March presidential primary ballot will have several tax questions — here’s a preview

BY SONYA HERRERA
Daily Post Staff Writer

In 67 days, California voters will pick candidates in the Democratic and Republican presidential primaries. But residents of Santa Clara and San Mateo counties will also have to decide on a number of ballot questions, and all but one of them concern tax increases.

In Santa Clara County, the questions are designated by the letters D, G, H and T.

Measure D would change the Mountain View rent control law voters passed in 2016. The measure would, among other things, eliminate the current limit on rent increases, which is the consumer price index, and replace it with a 4% ceiling.

Measure G is a bond measure for Foothill-De Anza Community College District. The district would borrow $898 million, which would be repaid with a property tax of $160 per $1 million of assessed property value. The amount district property owners would have to repay is estimated at $1.56 billion, which includes principal and interest. The taxes to repay the bonds would continue through 2053-54, according to the district’s website. The district says the sale of the bonds would pay for upgrading and repairing classrooms and labs, improving access to buildings for students with disabilities, and repairing plumbing and electrical systems.

Measure H is a parcel tax for the Foothill-De Anza Community College District. The tax, which would be in place for five years, would charge $48 per year per parcel. Proceeds from the tax would pay for salaries, and creating new programs to help students who are homeless or don’t have enough to eat.

Measure T is a bond measure for Mountain View Whisman School District. The district would borrow $259 million, which would be repaid through a $300 tax per $1 million of assessed property value. The estimated total repayment amount is about $538 million, and the estimated revenue from the tax is $18.6 million each year. The district says the sale of the bonds would pay for repairing, upgrading and building new facilities and classrooms.

San Mateo County

In San Mateo County, the ballot questions are Measures L, M, N, O and P.

Measure L is a bond measure for San Mateo Union High School District. The district would borrow $385 million, which would be repaid with a $155.50 tax per $1 million of assessed property value. The estimated total repayment amount is $815 million. The district says the bonds would pay repairs and upgrades to classrooms. It would also pay for construction of housing for school employees.

Measure M is a parcel tax for the La Honda-Pescadero Unified School District. The measure would renew an existing parcel tax for another seven years. The tax would charge property owners $130 per parcel. The district says the tax will pay for teachers’ professional development and add technology in classrooms.

Measure N is a parcel tax for the San Carlos School District. The measure would add $88 to the existing parcel tax rate of $246.60 per parcel, for a total amount of $334.60. This tax would continue for eight years, from July 1 to June 30, 2028. The district says the tax would pay for teacher salaries and to maintain existing classes.

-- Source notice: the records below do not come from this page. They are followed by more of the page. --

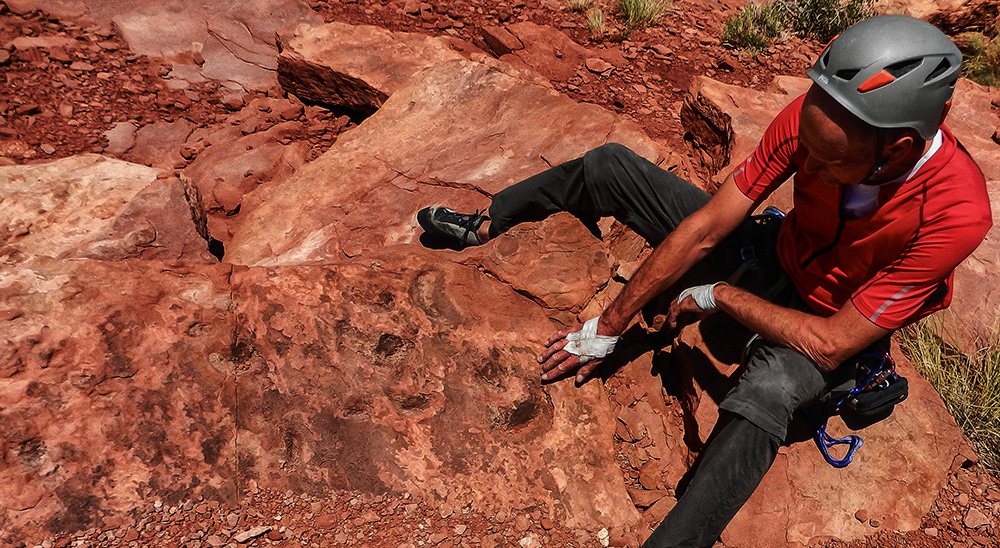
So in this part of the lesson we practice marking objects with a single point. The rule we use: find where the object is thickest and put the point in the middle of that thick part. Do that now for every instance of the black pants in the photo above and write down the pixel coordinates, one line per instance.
(614, 181)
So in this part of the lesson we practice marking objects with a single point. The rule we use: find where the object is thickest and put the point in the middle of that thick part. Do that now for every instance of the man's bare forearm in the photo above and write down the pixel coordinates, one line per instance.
(827, 341)
(669, 261)
(690, 242)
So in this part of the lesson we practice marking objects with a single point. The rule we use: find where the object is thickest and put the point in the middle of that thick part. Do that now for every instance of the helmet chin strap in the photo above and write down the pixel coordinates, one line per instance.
(880, 161)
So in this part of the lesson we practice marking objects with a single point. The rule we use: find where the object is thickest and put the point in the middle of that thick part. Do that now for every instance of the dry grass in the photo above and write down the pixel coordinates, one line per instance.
(969, 385)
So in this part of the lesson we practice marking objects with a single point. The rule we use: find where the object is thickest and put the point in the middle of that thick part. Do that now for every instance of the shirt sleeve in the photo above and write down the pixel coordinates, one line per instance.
(772, 162)
(919, 281)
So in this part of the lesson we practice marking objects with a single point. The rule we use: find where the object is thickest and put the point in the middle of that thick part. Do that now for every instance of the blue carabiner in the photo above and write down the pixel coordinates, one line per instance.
(825, 442)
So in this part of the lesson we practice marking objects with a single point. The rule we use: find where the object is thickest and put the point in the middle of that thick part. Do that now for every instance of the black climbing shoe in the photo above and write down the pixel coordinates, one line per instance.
(456, 228)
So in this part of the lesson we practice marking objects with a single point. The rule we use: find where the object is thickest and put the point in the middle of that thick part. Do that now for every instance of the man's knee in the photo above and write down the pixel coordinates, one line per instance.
(612, 152)
(777, 382)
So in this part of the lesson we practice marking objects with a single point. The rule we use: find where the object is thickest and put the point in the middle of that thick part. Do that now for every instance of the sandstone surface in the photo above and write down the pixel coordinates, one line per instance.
(111, 397)
(952, 16)
(94, 207)
(231, 42)
(357, 67)
(375, 376)
(352, 357)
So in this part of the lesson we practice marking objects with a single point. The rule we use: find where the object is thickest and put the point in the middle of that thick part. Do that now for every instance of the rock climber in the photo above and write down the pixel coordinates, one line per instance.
(887, 203)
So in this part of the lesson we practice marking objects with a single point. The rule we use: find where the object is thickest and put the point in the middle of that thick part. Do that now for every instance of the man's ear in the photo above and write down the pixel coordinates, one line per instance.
(903, 147)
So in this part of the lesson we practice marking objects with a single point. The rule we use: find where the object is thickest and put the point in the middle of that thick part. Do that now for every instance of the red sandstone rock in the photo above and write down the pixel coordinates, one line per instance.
(92, 206)
(375, 374)
(227, 42)
(356, 67)
(118, 390)
(500, 40)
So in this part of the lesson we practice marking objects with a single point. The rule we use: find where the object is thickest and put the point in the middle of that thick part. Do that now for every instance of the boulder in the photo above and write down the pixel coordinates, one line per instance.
(951, 16)
(91, 206)
(546, 50)
(508, 129)
(400, 372)
(356, 67)
(118, 391)
(231, 41)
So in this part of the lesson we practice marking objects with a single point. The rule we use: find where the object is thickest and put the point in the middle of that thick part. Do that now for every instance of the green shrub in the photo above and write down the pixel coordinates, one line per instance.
(639, 14)
(981, 62)
(595, 22)
(754, 27)
(969, 385)
(824, 19)
(757, 25)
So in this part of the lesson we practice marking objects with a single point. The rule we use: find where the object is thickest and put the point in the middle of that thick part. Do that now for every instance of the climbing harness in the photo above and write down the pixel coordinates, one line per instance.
(879, 389)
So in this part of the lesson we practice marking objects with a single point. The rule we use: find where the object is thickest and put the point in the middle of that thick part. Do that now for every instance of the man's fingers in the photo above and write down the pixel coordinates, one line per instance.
(559, 336)
(584, 372)
(559, 364)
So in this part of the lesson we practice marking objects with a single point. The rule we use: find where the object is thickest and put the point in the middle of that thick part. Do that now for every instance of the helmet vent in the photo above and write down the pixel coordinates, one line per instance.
(847, 74)
(942, 68)
(903, 67)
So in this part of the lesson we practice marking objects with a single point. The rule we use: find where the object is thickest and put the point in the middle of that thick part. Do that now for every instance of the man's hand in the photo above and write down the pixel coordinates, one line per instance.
(694, 303)
(576, 348)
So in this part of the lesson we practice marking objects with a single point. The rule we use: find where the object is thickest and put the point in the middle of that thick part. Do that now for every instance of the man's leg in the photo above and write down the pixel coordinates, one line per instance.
(777, 381)
(733, 465)
(610, 180)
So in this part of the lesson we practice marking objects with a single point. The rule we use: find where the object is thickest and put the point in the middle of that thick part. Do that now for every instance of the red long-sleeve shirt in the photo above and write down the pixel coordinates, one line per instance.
(896, 263)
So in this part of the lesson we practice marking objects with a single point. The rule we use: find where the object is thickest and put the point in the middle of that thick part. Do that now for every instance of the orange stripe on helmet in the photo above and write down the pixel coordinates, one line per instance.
(876, 81)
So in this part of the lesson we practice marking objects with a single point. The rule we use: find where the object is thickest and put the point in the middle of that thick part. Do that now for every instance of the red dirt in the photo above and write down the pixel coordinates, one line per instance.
(51, 108)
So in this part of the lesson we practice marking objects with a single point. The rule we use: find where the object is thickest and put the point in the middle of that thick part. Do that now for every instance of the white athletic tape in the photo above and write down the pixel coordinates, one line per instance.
(703, 295)
(587, 344)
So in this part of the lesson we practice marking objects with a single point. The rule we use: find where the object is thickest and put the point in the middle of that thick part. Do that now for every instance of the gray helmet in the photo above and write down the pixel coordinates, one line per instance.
(891, 71)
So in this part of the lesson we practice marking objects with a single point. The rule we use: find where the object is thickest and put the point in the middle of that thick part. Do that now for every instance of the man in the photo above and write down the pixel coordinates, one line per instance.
(886, 204)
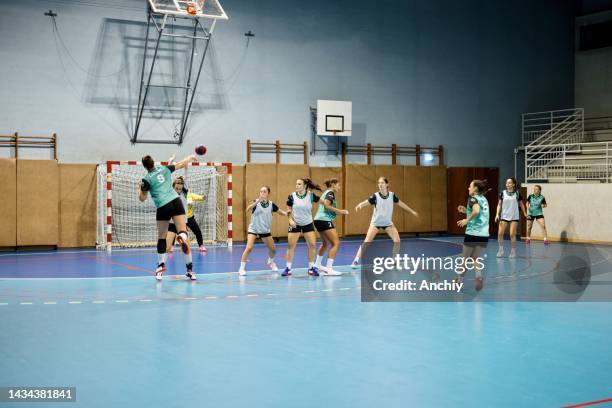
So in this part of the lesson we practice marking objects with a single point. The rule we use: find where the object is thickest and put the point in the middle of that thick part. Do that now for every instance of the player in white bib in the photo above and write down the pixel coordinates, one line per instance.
(261, 210)
(300, 205)
(508, 205)
(382, 218)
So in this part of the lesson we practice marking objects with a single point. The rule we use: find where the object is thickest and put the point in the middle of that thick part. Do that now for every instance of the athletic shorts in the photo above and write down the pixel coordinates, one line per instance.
(322, 225)
(265, 235)
(302, 228)
(167, 211)
(475, 240)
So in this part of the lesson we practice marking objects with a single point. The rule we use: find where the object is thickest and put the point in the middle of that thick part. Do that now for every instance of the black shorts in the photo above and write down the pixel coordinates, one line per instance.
(167, 211)
(322, 225)
(302, 228)
(475, 240)
(266, 235)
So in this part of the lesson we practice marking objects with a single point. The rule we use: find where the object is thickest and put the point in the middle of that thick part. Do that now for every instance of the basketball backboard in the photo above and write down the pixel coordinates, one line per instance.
(334, 118)
(202, 8)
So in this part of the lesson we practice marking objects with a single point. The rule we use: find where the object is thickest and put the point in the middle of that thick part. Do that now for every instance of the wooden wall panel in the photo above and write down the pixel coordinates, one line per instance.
(8, 203)
(37, 202)
(77, 202)
(287, 174)
(238, 216)
(360, 184)
(257, 175)
(395, 175)
(319, 175)
(417, 184)
(438, 199)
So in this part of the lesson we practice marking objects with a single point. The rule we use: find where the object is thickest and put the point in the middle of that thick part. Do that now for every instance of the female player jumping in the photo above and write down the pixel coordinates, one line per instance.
(382, 218)
(262, 210)
(326, 213)
(535, 203)
(476, 226)
(188, 198)
(300, 222)
(508, 214)
(158, 182)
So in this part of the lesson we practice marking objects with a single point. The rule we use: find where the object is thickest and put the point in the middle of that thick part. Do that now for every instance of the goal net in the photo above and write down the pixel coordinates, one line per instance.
(125, 221)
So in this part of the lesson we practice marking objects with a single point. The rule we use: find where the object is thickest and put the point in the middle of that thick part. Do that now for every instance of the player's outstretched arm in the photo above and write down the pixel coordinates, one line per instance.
(405, 207)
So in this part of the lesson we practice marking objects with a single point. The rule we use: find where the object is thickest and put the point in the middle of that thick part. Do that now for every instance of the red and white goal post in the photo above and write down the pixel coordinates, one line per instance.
(124, 221)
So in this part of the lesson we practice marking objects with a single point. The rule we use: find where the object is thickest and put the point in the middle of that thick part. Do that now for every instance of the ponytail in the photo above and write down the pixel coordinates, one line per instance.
(311, 185)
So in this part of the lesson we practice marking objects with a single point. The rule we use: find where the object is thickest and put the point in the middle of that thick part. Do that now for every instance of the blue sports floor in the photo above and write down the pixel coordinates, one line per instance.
(101, 323)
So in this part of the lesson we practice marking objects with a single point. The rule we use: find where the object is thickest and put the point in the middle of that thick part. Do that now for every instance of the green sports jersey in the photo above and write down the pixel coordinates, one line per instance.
(535, 204)
(323, 214)
(479, 225)
(159, 183)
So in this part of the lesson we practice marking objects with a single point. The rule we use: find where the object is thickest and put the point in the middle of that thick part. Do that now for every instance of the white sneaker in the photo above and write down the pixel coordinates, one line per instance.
(330, 272)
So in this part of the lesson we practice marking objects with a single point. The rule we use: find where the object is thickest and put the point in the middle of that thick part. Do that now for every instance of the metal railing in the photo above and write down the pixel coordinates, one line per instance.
(573, 162)
(543, 127)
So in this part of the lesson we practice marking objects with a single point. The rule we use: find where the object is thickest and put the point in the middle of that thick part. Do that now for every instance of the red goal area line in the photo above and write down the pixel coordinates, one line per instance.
(109, 193)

Measure O is a bond measure for Burlingame Elementary School District. The district would borrow $97 million, which would be repaid with a $234.10 tax per $1 million of assessed property value. The estimated total repayment amount is $192 million. The district says sales of the bonds would pay for buildings and upgrading classrooms, improving access to buildings for disabled students, and building homes for district employees.

Measure P is a parcel tax for the Portola Valley School District. The measure would renew an existing parcel tax for another eight years. The tax would charge property owners $581 per parcel beginning on July 1, 2021 and ending on June 30, 2029. The district says the tax would pay for maintaining existing classes, paying teachers, buying new technology, and maintaining library services and PE teachers.

1 Comment

  1. The tax measures are deliberately written to give local administrators and their (s)elected boards wide discretion in spending or squandering the money to be borrowed by selling bonds (or extracted through a per parcel tax).